Forearc origin for Coast Range Ophiolites inferred from osmium isotopes and highly siderophile elements

Abstract

The Jurassic Coast Range Ophiolites, California, provide evidence for tectonic processes that formed the western margin of North America. Whether the ophiolites were formed in a mid-ocean ridge, back arc or forearc setting, however, remains unconstrained. To address this issue, a systematic grid sampling approach was taken to examine the mantle section of an archetypal ~161 Ma Coast Range Ophiolite at Point Sal, California. The Point Sal peridotites are serpentinized, with 187Re187Os evidence for a localized Late Miocene alteration event in grids closest to the lowermost bounding fault of the ophiolite. This event is interpreted to be related to tectonic changes and hydration-dehydration reactions acting on the serpentinites in response to changes in the azimuth and rate of Pacific-North American plate motion.
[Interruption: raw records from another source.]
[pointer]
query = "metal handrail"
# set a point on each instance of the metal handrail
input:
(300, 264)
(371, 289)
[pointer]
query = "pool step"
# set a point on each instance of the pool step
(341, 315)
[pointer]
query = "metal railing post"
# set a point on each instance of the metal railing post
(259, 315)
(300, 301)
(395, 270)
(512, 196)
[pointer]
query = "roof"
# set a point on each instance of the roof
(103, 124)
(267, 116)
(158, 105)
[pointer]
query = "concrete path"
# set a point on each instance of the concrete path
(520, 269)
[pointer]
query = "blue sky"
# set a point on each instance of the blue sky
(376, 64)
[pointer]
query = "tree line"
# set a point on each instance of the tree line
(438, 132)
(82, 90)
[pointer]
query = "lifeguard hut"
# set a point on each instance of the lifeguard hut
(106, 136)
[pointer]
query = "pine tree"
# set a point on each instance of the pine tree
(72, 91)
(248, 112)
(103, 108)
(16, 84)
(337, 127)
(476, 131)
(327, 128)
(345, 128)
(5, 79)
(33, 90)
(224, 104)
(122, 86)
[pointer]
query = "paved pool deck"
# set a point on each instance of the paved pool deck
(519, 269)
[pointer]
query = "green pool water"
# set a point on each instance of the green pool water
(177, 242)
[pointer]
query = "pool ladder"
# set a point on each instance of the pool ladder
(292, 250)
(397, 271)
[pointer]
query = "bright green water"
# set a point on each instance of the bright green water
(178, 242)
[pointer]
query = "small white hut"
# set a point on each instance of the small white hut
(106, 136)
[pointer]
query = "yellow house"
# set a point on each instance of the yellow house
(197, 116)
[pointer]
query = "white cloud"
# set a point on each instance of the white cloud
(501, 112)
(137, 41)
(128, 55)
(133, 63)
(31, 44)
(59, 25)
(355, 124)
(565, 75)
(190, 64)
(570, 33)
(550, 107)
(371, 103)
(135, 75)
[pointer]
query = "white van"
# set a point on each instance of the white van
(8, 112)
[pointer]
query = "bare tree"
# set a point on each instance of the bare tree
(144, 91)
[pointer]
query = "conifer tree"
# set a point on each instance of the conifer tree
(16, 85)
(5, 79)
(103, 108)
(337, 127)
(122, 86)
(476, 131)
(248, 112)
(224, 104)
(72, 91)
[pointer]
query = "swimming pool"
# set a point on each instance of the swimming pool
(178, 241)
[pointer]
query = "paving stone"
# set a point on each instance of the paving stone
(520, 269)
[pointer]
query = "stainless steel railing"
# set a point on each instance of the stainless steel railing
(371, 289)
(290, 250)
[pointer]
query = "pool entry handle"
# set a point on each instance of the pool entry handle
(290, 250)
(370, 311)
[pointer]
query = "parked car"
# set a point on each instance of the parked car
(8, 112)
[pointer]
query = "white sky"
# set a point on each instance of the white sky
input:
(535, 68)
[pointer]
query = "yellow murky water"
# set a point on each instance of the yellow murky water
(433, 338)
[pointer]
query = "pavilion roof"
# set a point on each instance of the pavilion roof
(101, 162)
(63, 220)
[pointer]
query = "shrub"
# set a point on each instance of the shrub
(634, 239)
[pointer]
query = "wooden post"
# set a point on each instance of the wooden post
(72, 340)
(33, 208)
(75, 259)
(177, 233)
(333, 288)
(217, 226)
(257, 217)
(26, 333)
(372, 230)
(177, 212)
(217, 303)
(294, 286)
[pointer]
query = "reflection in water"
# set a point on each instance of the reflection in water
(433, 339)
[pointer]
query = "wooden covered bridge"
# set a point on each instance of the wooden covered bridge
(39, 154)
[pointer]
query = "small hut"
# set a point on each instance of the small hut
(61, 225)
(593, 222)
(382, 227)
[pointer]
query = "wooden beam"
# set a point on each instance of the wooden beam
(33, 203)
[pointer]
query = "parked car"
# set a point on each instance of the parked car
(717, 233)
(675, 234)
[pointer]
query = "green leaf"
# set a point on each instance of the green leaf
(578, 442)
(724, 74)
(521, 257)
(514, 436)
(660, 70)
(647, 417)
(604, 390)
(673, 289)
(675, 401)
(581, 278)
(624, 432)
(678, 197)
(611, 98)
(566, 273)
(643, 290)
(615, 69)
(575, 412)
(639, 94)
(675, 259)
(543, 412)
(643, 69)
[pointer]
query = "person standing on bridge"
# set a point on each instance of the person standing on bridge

Alteration and serpentinization have not systematically affected highly siderophile element (HSE) abundances, especially Os, Ir or Ru which, together with rare earth element abundances, record significant melt depletion (>20%) of a fertile mantle protolith (187Os/188Os = ~0.129) during ophiolite formation. Peridotites subsequently experienced localized and heterogenous addition of Re, Pt, Pd and radiogenic 187Os/188Os from Cl-rich, oxidized (QFM) fluids. Geochemical features of both Point Sal peridotites, as well as associated basaltic lavas, are consistent with high degrees of partial melting and variable addition of fluids as also observed in global forearc peridotites. A forearc origin for the Point Sal Ophiolite Complex supports models for the dominant formation process of 153–166 Ma Coast Range Ophiolite infant Arc crust terranes within a single westward facing arc along the Sierra continental-margin.